3You have multiplied the nation,
you have increased its joy;
they rejoice before you
as with joy at the harvest,
as people exult when dividing plunder.
4For the yoke of their burden,
and the bar across their shoulders,
the rod of their oppressor,
you have broken as on the day of Midian.
5For all the boots of the tramping warriors
and all the garments rolled in blood
shall be burned as fuel for the fire.
6For a child has been born for us,
a son given to us;
authority rests upon his shoulders;
and he is named
Wonderful Counselor, Mighty God,
Everlasting Father, Prince of Peace.
7His authority shall grow continually,
and there shall be endless peace
for the throne of David and his kingdom.
He will establish and uphold it
with justice and with righteousness
from this time onward and forevermore.
The zeal of the LORD of hosts will do this.
Here ends the reading
The second reading is from the second chapter of Titus
The appearance of God's grace in Jesus Christ brings salvation for all humanity. Consequently, in the present we live wisely and justly while also anticipating the hope of our Savior's final appearance.

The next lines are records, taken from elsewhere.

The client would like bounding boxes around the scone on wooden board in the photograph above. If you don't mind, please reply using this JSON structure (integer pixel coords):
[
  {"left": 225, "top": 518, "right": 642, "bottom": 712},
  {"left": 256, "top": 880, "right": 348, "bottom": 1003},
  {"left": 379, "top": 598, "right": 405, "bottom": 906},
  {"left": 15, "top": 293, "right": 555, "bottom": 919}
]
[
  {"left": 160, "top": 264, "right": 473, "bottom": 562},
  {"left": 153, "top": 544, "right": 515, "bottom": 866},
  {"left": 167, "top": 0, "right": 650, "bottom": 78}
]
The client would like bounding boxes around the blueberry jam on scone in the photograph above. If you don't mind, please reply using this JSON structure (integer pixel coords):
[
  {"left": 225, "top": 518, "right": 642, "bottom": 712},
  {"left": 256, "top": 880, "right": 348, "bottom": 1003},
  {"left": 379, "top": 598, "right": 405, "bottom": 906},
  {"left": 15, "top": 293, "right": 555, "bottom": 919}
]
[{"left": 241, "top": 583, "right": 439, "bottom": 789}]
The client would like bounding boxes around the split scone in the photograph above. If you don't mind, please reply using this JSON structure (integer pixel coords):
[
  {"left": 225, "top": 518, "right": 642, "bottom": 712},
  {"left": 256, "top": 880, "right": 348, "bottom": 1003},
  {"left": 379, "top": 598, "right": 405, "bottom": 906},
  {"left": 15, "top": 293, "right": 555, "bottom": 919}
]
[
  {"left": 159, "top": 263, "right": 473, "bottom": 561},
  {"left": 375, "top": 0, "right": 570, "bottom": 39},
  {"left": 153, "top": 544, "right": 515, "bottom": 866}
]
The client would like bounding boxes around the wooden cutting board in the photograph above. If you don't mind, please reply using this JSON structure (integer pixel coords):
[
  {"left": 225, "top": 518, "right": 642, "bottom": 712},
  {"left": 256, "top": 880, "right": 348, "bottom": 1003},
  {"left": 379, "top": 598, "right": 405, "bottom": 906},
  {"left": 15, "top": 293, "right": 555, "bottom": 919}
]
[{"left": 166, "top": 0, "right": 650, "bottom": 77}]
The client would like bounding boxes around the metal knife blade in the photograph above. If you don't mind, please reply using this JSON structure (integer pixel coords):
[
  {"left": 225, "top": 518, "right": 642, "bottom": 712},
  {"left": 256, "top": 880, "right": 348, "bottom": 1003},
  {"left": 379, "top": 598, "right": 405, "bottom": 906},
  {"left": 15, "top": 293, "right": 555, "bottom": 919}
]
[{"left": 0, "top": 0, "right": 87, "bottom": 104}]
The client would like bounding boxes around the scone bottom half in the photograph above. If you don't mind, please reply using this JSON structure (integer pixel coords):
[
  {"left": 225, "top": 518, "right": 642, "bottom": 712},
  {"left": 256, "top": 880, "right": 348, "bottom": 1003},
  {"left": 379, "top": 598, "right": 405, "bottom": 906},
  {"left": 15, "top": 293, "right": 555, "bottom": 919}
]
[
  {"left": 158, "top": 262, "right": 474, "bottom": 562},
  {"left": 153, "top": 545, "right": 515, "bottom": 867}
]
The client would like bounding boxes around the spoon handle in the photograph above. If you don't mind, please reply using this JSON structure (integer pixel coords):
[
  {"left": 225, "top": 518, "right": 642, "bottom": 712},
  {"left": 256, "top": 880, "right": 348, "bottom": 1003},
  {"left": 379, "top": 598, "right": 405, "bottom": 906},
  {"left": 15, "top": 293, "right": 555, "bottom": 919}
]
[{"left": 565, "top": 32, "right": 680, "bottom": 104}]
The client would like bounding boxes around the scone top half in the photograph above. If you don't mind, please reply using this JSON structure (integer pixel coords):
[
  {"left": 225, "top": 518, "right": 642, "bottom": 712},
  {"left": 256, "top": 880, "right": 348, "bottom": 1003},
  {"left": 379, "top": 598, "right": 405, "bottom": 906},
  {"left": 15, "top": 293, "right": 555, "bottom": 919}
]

11For the grace of God has appeared, bringing salvation to all, 12training us to renounce impiety and worldly passions, and in the present age to live lives that are self-controlled, upright, and godly, 13while we wait for the blessed hope and the manifestation of the glory of our great God and Savior, Jesus Christ. 14He it is who gave himself for us that he might redeem us from all iniquity and purify for himself a people of his own who are zealous for good deeds.